June 16, 2013

Gardening must be pollinator friendly

When I mention pollen, most people think about allergies. And it’s true that pollen released from trees, weeds and grasses may trigger them, or seasonal allergic rhinitis, sometimes referred to as hay fever.

There are two types of pollen, however, lighter pollen carried by the wind over long distances and heavier, tackier pollen, which is not. It’s the lighter pollen that is responsible for most allergies.

The vast majority of seed-bearing plants produce the latter, which needs to be carried from flower to flower, mostly by bees, butterflies and hummingbirds. While foraging for nectar, a pollinator, such as a bee, will rub up against the pollen within a flower. The pollen sticks to the insect’s body and is then transferred to other flowers.

There’s been a lot of concern lately about pollinators, especially honeybees mysteriously dying off, and about habitat for pollinators becoming reduced by urban development, pesticides, disease and climate change.

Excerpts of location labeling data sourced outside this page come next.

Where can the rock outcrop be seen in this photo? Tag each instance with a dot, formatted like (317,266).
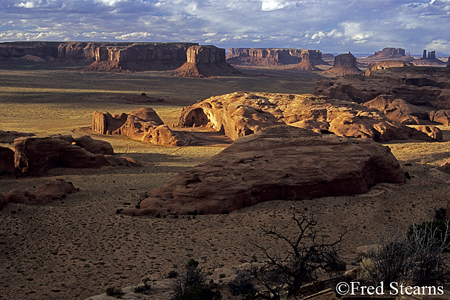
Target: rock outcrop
(272,56)
(6,161)
(389,53)
(305,64)
(35,155)
(50,191)
(139,57)
(240,114)
(398,110)
(416,85)
(440,116)
(205,61)
(142,125)
(344,64)
(385,64)
(278,163)
(8,137)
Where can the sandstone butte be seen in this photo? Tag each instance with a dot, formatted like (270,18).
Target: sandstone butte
(35,155)
(277,163)
(193,59)
(344,64)
(273,56)
(418,86)
(240,114)
(142,125)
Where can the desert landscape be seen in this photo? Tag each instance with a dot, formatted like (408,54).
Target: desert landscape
(111,232)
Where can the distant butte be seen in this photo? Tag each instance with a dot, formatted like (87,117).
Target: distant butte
(124,57)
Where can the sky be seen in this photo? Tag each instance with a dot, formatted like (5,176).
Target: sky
(333,26)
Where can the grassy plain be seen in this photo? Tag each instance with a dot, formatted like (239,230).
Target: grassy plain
(76,248)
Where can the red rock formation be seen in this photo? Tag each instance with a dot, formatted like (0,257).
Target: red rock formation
(278,163)
(10,136)
(205,61)
(389,53)
(398,110)
(441,116)
(6,161)
(272,56)
(417,86)
(142,125)
(385,64)
(431,60)
(305,64)
(48,192)
(344,64)
(240,114)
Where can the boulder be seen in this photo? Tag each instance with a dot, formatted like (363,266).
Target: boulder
(205,61)
(239,114)
(51,190)
(142,125)
(440,116)
(432,131)
(277,163)
(344,64)
(8,137)
(6,161)
(398,110)
(35,155)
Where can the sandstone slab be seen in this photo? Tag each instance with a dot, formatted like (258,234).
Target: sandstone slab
(240,114)
(278,163)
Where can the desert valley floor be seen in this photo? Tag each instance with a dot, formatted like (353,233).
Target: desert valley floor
(76,248)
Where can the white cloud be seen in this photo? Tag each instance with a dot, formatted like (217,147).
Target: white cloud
(269,5)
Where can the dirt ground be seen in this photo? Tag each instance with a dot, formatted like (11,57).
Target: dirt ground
(78,247)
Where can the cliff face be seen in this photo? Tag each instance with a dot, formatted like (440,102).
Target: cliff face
(389,53)
(272,56)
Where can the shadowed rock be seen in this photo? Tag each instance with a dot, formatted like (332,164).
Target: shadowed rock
(6,161)
(35,155)
(278,163)
(240,114)
(49,191)
(344,64)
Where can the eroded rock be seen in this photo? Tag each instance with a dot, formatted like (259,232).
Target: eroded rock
(239,114)
(278,163)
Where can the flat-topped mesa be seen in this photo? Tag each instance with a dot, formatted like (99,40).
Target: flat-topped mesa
(389,53)
(429,60)
(272,56)
(344,64)
(140,57)
(205,61)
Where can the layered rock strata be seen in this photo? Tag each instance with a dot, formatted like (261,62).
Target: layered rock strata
(240,114)
(278,163)
(143,125)
(272,56)
(205,61)
(344,64)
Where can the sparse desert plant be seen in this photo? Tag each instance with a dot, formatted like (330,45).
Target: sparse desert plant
(192,285)
(414,258)
(114,292)
(242,285)
(306,256)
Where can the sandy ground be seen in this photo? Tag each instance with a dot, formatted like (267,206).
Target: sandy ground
(78,247)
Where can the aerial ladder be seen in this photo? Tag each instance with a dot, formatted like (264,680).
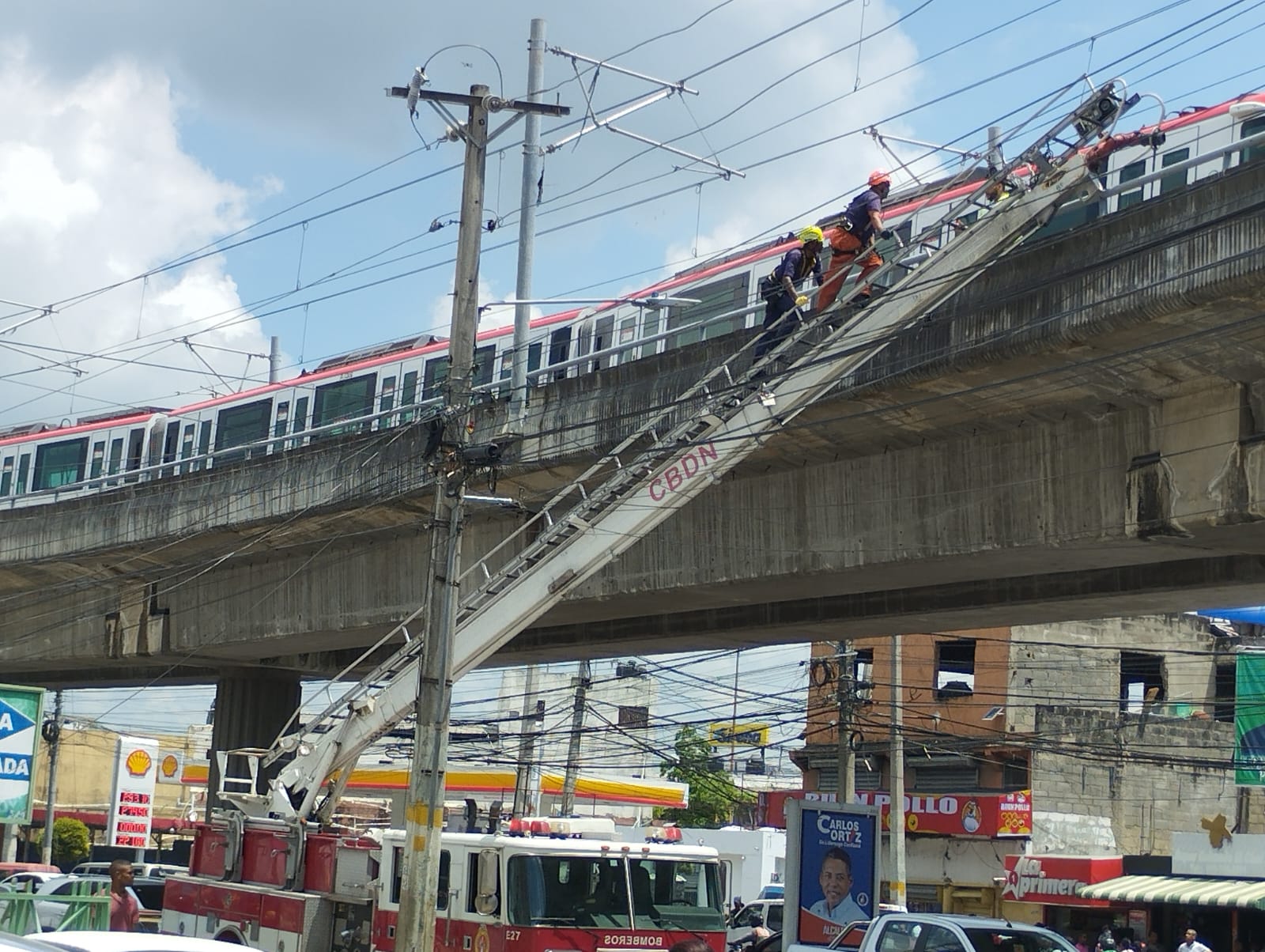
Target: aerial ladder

According to USDA, three-fourths of the world’s flowering plants and about 35 percent of the world’s food crops depend on animal pollinators. Some scientists estimate that one out of every three bites of food we eat couldn’t exist without bees, butterflies, moths, birds, bats, beetles and other insects.

Pollinators play a beneficial role in the production of apples, alfalfa, beans, blackberries, blueberries, broccoli, cucumbers, melons, pears, plums, onions, raspberries, soybeans, squash, strawberries and numerous other food crops. When healthy populations of pollinators are present, yields and quality are increased both in agriculture, where they are also important in production of many of the plants that we rely on for dietary fats and oils (i.e. canola), fibers (i.e. cotton) and for medicines (i.e. goldenseal), and in the wild where they play a vital role in maintaining natural communities.